Everyone knows by this point that you have to be careful what you say on social media sites like Facebook. One bad joke taken out of context could land you in jail on “terrorism” charges. So, everyone should know by now that we live in a “see something, say something” society, and if you say something questionable in an online, public forum, you’re at risk of the authorities paying you a visit “just to ask you a few questions.”
Well, now it’s not just the public domain that you need to worry about. Watch what you type in the Google search query box, or else you too might get a visit from the police asking if you’re a terrorist.

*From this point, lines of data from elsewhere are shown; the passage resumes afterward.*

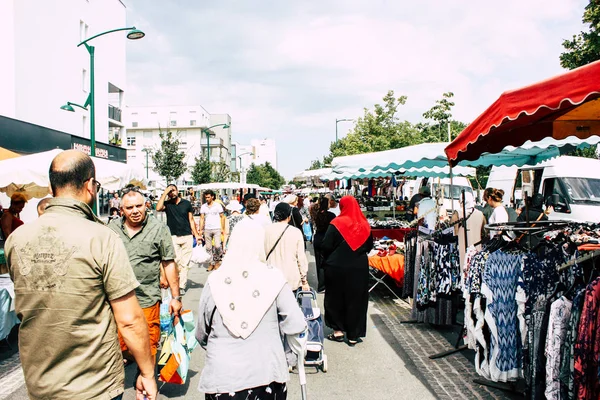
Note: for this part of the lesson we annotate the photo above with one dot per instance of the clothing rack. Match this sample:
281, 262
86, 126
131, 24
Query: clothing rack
578, 260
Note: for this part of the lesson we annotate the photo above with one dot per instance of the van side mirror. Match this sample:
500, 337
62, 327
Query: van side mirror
553, 200
558, 202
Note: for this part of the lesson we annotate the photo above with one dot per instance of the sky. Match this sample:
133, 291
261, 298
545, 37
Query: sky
286, 70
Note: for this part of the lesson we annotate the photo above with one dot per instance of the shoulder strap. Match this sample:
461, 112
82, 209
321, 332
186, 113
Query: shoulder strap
209, 326
277, 242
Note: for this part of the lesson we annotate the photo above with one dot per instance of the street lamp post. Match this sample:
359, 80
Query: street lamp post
146, 150
336, 122
241, 168
133, 34
207, 130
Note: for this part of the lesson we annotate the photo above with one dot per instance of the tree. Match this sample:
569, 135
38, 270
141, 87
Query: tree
220, 172
377, 130
265, 176
440, 116
201, 171
315, 164
168, 160
584, 48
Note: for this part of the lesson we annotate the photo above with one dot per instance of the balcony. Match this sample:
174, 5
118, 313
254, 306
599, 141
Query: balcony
114, 113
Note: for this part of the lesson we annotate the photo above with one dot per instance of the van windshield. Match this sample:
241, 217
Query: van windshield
583, 190
456, 190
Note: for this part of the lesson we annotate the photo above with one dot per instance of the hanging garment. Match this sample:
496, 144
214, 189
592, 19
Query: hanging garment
567, 365
587, 346
499, 286
560, 314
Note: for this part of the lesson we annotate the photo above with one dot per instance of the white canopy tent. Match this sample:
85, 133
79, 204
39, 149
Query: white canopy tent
29, 174
228, 185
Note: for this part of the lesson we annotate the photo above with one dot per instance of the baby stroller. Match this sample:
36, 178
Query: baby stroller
307, 300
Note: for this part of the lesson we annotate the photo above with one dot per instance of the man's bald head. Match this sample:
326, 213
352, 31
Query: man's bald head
42, 206
70, 170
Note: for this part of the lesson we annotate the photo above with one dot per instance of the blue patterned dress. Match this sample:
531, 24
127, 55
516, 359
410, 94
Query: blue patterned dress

This is what happened to the Catalanos when a series of random Google searches they did raised red flags and created a potential terrorist profile for the authorities. Just a year ago, this would have meant nothing. But since we live in a “post-Boston bombing” world, you can’t search for “pressure cooker” and “backpack” at the same time without potentially being harassed by law enforcement. Apparently, Mr. Catalano did a search for “backpacks,” and his wife had searched on a separate occasion for “pressure cookers.”
Here was part of Mrs. Catalano’s account of what happened:
“What happened was this: At about 9:00 am, my husband, who happened to be home yesterday, was sitting in the living room with our two dogs when he heard a couple of cars pull up outside. He looked out the window and saw three black SUVs in front of our house; two at the curb in front and one pulled up behind my husband’s Jeep in the driveway, as if to block him from leaving… [T]hey were peppering my husband with questions. Where is he from? Where are his parents from? They asked about me, where was I, where do I work, where do my parents live. ‘Do you have any bombs,’ they asked. Do you own a pressure cooker? My husband said no, but we have a rice cooker. Can you make a bomb with that? My husband said no, my wife uses it to make quinoa. What the hell is quinoa, they asked… ‘Have you ever looked up how to make a pressure cooker bomb?’ My husband, ever the oppositional kind, asked them if they themselves weren’t curious as to how a pressure cooker bomb works, if they ever looked it up. Two of them admitted they did.”
The men identified themselves as part of a joint terrorism task force. The FBI was aware of the situation and said that local law enforcement had handled it. So, it must have been a local “joint terrorism task force.”